第295話 春日黒助と春日柚葉の孤独じゃない孤独のグルメ

 その日、春日黒助は軽トラを走らせて50キロほど遠方へ出かけていた。

 隣にはテニスウェアの上にコートを羽織った柚葉。


「すみません、兄さん。急に助っ人を頼まれてしまって。お断りするのも嫌だったので、兄さんに連れてきてもらえて助かりました!」

「気にするな。俺も柚葉のテニスをたっぷり観戦できたからな。有意義な1日だった」


 柚氏は多くのサークルに助っ人参戦する優勝請負人として、時岡大学の中で名声を高めている。

 彼女は清らかな心の持ち主なため、「お願い! どうにかならないかな!?」と頼み込まれると、基本的にどうにかしてあげる聖女様。


 今回もテニスサークルで欠員が相次ぎ、試合前日になって柚葉のスマホにSOSがやって来たのだと言う。

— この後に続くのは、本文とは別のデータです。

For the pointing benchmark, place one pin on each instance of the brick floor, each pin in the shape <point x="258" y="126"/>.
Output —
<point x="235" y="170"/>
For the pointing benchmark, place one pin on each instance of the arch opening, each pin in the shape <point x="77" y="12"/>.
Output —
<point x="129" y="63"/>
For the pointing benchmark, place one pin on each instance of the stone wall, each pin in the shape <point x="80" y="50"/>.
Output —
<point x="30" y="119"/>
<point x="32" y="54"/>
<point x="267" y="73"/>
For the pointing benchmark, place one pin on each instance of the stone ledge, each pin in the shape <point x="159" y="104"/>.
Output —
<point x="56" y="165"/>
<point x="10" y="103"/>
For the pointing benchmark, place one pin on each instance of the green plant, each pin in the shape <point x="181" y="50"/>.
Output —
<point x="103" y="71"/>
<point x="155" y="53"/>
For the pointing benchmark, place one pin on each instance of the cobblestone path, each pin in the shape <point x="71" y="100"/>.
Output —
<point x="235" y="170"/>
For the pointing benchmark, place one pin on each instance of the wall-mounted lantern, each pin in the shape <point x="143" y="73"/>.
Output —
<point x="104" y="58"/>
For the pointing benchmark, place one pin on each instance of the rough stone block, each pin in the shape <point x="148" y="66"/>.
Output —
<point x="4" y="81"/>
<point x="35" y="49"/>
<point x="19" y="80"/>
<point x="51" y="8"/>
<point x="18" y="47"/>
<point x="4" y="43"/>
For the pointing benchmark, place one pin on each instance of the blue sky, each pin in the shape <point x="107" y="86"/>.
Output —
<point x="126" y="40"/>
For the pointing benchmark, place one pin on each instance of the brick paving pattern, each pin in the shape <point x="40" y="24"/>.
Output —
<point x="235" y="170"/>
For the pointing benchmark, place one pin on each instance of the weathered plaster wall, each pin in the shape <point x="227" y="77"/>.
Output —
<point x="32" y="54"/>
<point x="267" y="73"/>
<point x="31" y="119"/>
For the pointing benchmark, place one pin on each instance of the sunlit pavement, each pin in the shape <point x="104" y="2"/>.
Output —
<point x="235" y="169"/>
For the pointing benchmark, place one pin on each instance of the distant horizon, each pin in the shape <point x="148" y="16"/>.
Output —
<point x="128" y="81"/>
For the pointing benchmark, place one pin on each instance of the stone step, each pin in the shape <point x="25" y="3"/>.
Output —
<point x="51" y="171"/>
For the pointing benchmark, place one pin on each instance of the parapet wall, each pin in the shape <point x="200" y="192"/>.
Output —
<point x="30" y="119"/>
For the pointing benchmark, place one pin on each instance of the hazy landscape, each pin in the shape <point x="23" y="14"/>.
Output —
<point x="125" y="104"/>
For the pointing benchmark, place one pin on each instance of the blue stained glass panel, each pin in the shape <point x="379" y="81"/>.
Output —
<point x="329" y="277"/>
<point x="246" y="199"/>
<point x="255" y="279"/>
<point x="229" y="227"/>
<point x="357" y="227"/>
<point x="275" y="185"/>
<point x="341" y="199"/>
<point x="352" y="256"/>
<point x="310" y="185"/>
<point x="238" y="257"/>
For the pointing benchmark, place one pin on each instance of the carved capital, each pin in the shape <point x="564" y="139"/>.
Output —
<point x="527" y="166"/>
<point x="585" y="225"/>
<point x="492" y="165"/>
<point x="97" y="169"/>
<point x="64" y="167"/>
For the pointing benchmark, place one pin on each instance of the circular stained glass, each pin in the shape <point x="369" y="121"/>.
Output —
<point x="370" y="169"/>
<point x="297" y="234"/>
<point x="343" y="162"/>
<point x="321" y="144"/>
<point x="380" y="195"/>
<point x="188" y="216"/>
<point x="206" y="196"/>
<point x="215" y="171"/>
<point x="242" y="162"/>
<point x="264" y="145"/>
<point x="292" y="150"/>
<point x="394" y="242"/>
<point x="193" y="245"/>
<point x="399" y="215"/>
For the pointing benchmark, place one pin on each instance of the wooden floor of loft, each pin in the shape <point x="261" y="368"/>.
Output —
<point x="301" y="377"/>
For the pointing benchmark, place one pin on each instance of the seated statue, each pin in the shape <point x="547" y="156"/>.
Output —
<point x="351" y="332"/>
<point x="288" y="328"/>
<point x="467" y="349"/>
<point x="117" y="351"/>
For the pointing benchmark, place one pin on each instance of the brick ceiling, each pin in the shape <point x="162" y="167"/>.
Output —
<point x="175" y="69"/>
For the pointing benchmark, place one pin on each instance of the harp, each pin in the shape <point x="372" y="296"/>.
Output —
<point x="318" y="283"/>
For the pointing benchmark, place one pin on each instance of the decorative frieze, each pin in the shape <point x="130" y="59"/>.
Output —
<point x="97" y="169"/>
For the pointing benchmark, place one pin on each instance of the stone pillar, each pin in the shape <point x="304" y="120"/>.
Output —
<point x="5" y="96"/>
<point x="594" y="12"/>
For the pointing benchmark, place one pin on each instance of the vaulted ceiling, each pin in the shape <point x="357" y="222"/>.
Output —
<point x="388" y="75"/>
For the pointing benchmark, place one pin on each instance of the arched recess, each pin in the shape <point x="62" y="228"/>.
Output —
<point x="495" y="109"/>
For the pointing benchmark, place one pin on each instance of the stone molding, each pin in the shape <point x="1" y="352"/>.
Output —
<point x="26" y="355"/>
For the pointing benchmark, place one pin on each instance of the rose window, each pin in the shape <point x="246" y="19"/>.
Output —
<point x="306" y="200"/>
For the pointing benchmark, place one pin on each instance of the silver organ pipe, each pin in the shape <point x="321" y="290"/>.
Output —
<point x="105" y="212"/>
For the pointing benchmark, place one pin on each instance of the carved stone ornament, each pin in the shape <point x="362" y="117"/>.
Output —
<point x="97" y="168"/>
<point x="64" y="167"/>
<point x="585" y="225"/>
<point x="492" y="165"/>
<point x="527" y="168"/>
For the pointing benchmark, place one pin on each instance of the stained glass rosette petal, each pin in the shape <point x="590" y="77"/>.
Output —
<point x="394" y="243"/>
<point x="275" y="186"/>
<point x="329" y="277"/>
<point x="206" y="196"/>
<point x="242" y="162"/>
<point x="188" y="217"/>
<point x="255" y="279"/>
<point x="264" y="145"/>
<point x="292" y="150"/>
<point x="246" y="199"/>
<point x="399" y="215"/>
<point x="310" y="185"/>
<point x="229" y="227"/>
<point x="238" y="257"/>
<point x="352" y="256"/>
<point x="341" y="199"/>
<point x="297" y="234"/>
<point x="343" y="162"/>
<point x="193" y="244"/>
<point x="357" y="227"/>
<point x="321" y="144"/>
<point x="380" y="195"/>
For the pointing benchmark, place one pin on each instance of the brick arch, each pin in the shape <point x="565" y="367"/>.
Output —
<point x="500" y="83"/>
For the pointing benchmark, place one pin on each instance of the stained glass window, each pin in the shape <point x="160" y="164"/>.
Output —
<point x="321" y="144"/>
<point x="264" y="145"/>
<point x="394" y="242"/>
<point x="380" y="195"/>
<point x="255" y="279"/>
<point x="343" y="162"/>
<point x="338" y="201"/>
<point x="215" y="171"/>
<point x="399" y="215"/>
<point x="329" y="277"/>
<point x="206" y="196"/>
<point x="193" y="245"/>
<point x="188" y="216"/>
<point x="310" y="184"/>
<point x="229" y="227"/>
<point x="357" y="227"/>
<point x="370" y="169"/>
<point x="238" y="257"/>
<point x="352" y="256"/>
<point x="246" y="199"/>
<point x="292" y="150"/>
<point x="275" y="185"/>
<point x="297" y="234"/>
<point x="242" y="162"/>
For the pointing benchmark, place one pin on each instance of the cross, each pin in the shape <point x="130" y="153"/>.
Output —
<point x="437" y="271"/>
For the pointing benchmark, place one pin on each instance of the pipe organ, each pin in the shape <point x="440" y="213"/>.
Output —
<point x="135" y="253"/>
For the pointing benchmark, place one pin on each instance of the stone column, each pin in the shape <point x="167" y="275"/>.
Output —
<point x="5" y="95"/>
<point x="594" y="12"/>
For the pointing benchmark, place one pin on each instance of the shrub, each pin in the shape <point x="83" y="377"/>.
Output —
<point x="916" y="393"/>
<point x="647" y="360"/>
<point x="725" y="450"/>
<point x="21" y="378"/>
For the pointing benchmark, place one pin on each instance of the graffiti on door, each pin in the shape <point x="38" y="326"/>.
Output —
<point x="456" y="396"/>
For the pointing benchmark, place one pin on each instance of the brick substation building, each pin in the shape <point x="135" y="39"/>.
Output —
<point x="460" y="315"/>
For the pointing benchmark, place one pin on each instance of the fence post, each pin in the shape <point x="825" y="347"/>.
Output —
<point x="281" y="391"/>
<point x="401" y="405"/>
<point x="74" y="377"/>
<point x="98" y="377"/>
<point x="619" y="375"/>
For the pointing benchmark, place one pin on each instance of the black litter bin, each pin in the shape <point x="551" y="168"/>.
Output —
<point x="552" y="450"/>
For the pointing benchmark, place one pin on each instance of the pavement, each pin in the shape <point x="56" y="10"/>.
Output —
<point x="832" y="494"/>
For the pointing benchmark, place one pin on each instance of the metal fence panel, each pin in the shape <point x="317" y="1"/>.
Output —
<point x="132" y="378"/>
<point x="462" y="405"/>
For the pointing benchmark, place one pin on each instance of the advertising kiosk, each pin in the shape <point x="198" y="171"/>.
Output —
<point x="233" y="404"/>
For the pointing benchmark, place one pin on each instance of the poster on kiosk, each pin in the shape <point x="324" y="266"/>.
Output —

 朝のリビングでソファに転がっている愚兄に声をかけると、「ごめんねー! 午前中にセルフィちゃんと約束があるのよー!!」と手を合わせて謝罪してきたニート。

 憤慨していると黒助がツナギを着てリビングに出現し、事情を聞いた。


 2分で黒いセーターに黒いジーンズ、黒いニット帽姿に着替えた彼は電話をかける。


「もしもし。俺だ。ミアリス、すまんが今日は休む。柚葉が一大事らしい。ああ。そうだな。俺も、妹のために動けなくなった俺は、もはや俺ではないと思う。ああ。感謝する」


 短い通話を終えると軽トラに乗り込み、エンジンをかけてから「柚葉。スマホでナビを頼めるか? 俺がスマホのナビを使おうとすると、だいたいインターネットが壊れる」と、軽い感じで世界の生活インフラを脅かすので、柚氏も「はいっ!!」と笑顔で応じた。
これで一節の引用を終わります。